A couple of guys arranged furniture in the front room while my friend Doug and I moved the entertainment center into position. That entertainment center was huge, covering half the wall. That was a thing, back then: make a statement about your house with the entertainment center.

It was big enough for a television, cable box, VHS player, and shelves for a four-piece stereo. At the bottom was a drawer for all kinds of stuff.

Then we un-boxed the new television. 27 inches was among the biggest at that time. This was a huge, heavy tube and it was awkward for one of us to lift. But two of us could move it just fine. But we hit one little snag: the television wouldn't slide into the entertainment center. It wasn't built for these new, ginormous 27" televisions.

The place for the television had this nice fascia over it.  If that fascia weren't there, it would just slide right in.

So with my wife still out shopping, we stared at the problem a while, trying to figure out the best way to remove the fascia.

Finally, Doug asked, "Do you have a saw?"

I did have a saw.

I had a power saw. I knew exactly which box it was in.

Three minutes later, the saw was plugged in, a quick measurement was made, and I was ripping into the wood. I stripped away the fascia on the sides and the top and, lo and behold, the television slid right into that entertainment center.

I cleaned up the mess, put away my saw, and was feeling rather proud of myself.

Then my wife came home.

She came into the living room to admire the work we accomplished, and found us all watching television for a hard-earned break.

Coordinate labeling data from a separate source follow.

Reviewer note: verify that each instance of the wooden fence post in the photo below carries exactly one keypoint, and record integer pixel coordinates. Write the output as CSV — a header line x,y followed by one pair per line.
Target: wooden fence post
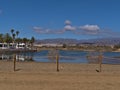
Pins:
x,y
100,62
57,62
14,61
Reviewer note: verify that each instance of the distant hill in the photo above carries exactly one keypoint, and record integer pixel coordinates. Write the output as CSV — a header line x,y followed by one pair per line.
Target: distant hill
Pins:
x,y
101,41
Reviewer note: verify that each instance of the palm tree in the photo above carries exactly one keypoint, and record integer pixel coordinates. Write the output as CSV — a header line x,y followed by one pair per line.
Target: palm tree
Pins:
x,y
17,33
25,40
12,31
7,39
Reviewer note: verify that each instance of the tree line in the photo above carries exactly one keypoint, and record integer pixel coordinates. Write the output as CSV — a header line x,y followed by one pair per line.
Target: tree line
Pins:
x,y
13,38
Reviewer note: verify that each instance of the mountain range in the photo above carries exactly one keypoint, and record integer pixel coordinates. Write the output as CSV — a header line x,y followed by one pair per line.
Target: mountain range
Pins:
x,y
99,41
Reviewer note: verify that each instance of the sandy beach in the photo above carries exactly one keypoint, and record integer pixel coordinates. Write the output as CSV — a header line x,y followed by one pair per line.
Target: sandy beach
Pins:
x,y
43,76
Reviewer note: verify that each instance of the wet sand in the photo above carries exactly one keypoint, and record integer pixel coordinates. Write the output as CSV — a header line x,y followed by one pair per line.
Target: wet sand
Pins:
x,y
43,76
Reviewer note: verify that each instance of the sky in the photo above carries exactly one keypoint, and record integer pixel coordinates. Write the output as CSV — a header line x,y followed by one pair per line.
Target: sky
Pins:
x,y
74,19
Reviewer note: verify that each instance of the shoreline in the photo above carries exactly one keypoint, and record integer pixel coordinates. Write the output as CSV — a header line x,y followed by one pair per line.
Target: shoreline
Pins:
x,y
43,76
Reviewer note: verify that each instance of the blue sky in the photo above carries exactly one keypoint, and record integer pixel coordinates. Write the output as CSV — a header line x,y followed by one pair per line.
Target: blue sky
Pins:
x,y
77,19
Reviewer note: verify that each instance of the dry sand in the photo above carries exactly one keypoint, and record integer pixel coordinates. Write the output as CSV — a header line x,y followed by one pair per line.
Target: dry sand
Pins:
x,y
43,76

"What happened?" she asked.

"Oh, well," I said, "the new television didn't fit in the entertainment center, so I had to make some modifications."

She inspected my craft work, saw how it fit, and how much of the fascia I had removed.

Now, under the glare of her look, I could see how the cuts weren't quite straight, and the exposed wood looked pretty bad really. So I could have done better but, surely, there would be respect earned for having solved the problem so quickly.

She turned off the television and faced us. "You realize," she said, "that the television goes in through the back, right? The opening is larger, in back, by design."

"Nope," I said. "I did not know that."

I've been designing this next story I want to write for going on three months now. I think I'm close to wrapping up. Once I wrap up, I start writing. I'll be writing for at least four months.

I wish writing novels was easier. Well, I think writing novels is easy. Writing novels that tell compelling stories, deliver emotional impact, and resonate with society today is not easy. That's what I want to do, and that's why you won't see a new novel out of me once a month. (Some people actually do that.)

I am trying to write short stories, such as the one above, more regularly. Either humor pieces or these memory pieces, for fun. I hope you enjoy them.

And that's what I have to say about that. (I'm working on catch phrases, so let me know if that one resonates with you.)